Luxemburgs Abtreibungsgesetz ist eines der modernsten Europas. Der Text ist liberal, die Einstellung der Politik aber weiterhin konservativ. Öffentlich will sie sich nur begrenzt mit dem Thema auseinandersetzen. Ein Kommentar.
2014 klopfte sich die Politik auf die Schulter. In einem neuen Gesetz wurden Abtreibungen als straffrei erklärt, eine zweite Zwangsberatung für Schwangere optional und der Begriff „Notlage“ aus dem Gesetz gestrichen. Die Frau sollte selbst bestimmen können, ob sie ein Kind will oder nicht und was mit ihr, ihrem Körper und ihrer Zukunft passiert. Für die Stärkung der weiblichen Selbstbestimmtheit feierte Blau-Rot-Grün sich selbst. Zurecht.
Der Text war verabschiedet, die Arbeit getan, das Problem gelöst. Zumindest theoretisch. Denn Frauen, die über eine Abtreibung nachdenken, brauchen mehr als ein liberales Gesetz. Sie brauchen ein aufgeklärtes Umfeld, das ihnen eine wirkliche Entscheidung ermöglicht.
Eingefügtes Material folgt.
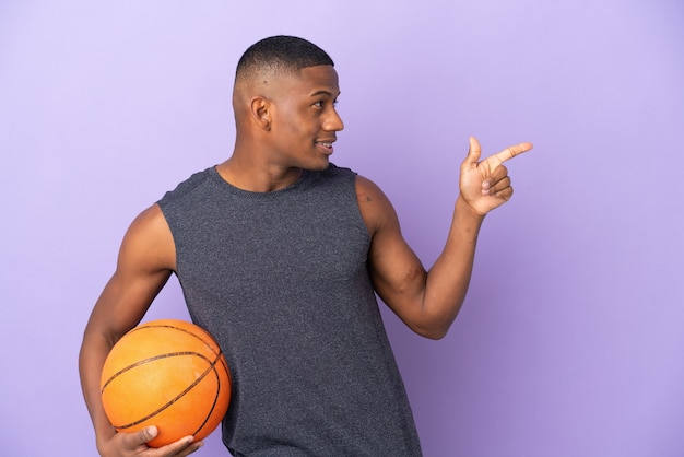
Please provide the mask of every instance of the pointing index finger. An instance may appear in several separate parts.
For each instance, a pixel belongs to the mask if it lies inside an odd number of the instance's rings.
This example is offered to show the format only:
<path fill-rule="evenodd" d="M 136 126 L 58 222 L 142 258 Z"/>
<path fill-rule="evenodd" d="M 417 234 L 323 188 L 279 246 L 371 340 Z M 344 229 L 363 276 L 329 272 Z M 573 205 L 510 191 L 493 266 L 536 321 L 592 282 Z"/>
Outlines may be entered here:
<path fill-rule="evenodd" d="M 494 161 L 495 165 L 498 166 L 503 164 L 504 162 L 511 160 L 516 155 L 520 155 L 523 152 L 528 152 L 531 149 L 532 149 L 532 143 L 528 143 L 528 142 L 518 143 L 516 145 L 508 147 L 502 152 L 498 152 L 492 155 L 490 160 Z"/>

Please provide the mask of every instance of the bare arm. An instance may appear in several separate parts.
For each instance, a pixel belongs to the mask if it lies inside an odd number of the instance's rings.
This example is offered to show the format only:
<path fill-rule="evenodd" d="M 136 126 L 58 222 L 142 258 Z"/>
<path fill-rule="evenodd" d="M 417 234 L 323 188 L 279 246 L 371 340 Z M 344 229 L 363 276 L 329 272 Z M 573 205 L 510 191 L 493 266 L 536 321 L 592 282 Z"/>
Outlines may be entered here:
<path fill-rule="evenodd" d="M 480 144 L 471 139 L 449 235 L 429 271 L 403 239 L 387 197 L 368 179 L 357 178 L 359 208 L 373 237 L 369 271 L 374 286 L 416 333 L 438 339 L 449 330 L 468 292 L 482 221 L 512 195 L 508 171 L 502 164 L 531 148 L 520 143 L 479 162 Z"/>
<path fill-rule="evenodd" d="M 99 377 L 111 347 L 135 327 L 175 269 L 175 247 L 157 206 L 143 211 L 131 224 L 119 251 L 117 269 L 103 290 L 85 327 L 79 355 L 81 387 L 103 456 L 185 456 L 201 443 L 184 438 L 160 449 L 144 445 L 155 436 L 149 427 L 138 433 L 116 433 L 105 415 Z"/>

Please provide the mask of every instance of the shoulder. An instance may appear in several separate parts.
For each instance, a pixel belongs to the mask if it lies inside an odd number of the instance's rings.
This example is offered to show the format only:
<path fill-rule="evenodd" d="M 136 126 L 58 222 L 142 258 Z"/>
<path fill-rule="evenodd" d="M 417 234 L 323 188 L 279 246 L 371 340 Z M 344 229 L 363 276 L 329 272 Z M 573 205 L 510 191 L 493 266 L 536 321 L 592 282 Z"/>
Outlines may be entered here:
<path fill-rule="evenodd" d="M 358 209 L 372 236 L 398 223 L 392 203 L 377 184 L 356 175 L 355 187 Z"/>
<path fill-rule="evenodd" d="M 142 211 L 131 223 L 121 243 L 120 260 L 145 270 L 175 269 L 174 238 L 157 203 Z"/>

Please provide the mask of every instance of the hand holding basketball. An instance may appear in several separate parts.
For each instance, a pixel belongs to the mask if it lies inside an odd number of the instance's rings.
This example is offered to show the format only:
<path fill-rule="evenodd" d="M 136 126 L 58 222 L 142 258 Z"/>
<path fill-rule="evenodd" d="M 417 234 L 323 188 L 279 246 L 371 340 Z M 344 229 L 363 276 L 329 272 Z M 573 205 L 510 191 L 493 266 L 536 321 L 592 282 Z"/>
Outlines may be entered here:
<path fill-rule="evenodd" d="M 185 457 L 202 447 L 201 441 L 185 436 L 175 443 L 158 448 L 148 446 L 148 442 L 157 435 L 155 426 L 148 426 L 138 432 L 115 433 L 106 443 L 98 443 L 103 457 Z"/>
<path fill-rule="evenodd" d="M 149 445 L 162 454 L 145 455 L 187 455 L 182 453 L 197 450 L 187 448 L 192 438 L 207 437 L 225 415 L 231 375 L 209 332 L 182 320 L 155 320 L 135 327 L 114 345 L 103 366 L 101 390 L 115 430 L 134 432 L 115 436 L 110 442 L 123 443 L 117 447 L 140 453 Z"/>

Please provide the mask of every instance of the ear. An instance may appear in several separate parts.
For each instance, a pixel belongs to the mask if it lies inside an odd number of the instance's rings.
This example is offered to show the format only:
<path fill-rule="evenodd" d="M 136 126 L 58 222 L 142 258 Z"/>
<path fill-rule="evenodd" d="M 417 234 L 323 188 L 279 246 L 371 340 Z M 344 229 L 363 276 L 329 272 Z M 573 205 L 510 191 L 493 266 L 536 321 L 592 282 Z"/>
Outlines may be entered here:
<path fill-rule="evenodd" d="M 252 119 L 263 130 L 271 130 L 272 103 L 263 96 L 253 97 L 249 106 Z"/>

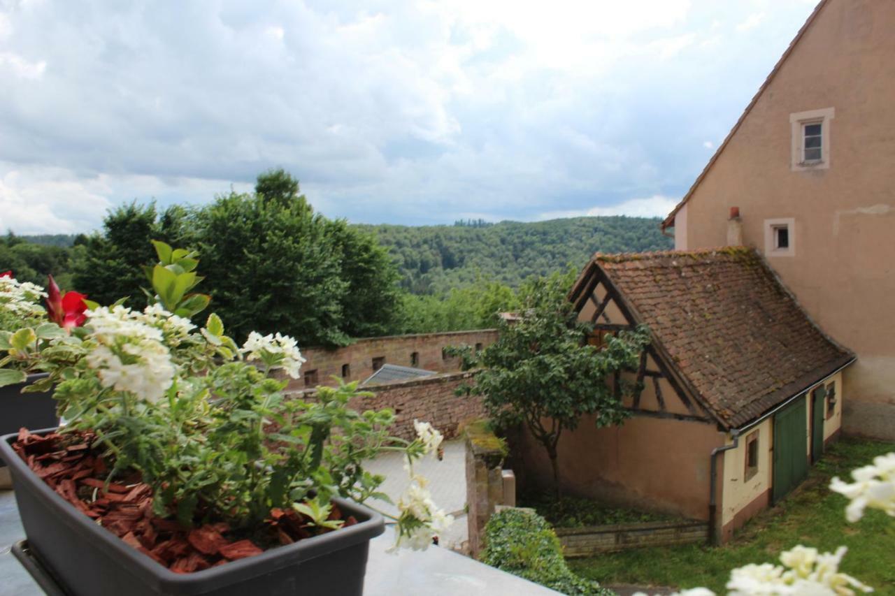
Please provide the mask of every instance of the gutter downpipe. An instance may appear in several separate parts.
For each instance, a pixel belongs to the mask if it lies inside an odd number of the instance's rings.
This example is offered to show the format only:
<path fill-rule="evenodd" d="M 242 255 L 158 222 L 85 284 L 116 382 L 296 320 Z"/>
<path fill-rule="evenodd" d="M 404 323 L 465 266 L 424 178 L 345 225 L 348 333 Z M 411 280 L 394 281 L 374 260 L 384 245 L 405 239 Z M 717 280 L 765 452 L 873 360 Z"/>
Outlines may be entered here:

Oder zumindest eine offene, tolerante Debatte. Diese fehlt aber bis heute. Sie wird weder von der Gesellschaft noch von der Politik geführt, geschweige denn gefördert.
Obwohl die Entscheidung für oder gegen ein Kind, wohl die schwerste ist, mit der eine Frau konfrontiert werden kann, bleiben die meisten von ihnen mit dieser Entscheidung alleine. Abtreibungen bleiben ein Tabu. Die Politik hat es versäumt, neben einer Öffnung des Gesetzes auch den Weg hin zu einem aufgeklärten Umgang mit dem Thema zu öffnen. Stattdessen gehen Frauen den Weg hin bis zum Abbruch immer noch stillschweigend alleine. Hilfe gibt es kaum.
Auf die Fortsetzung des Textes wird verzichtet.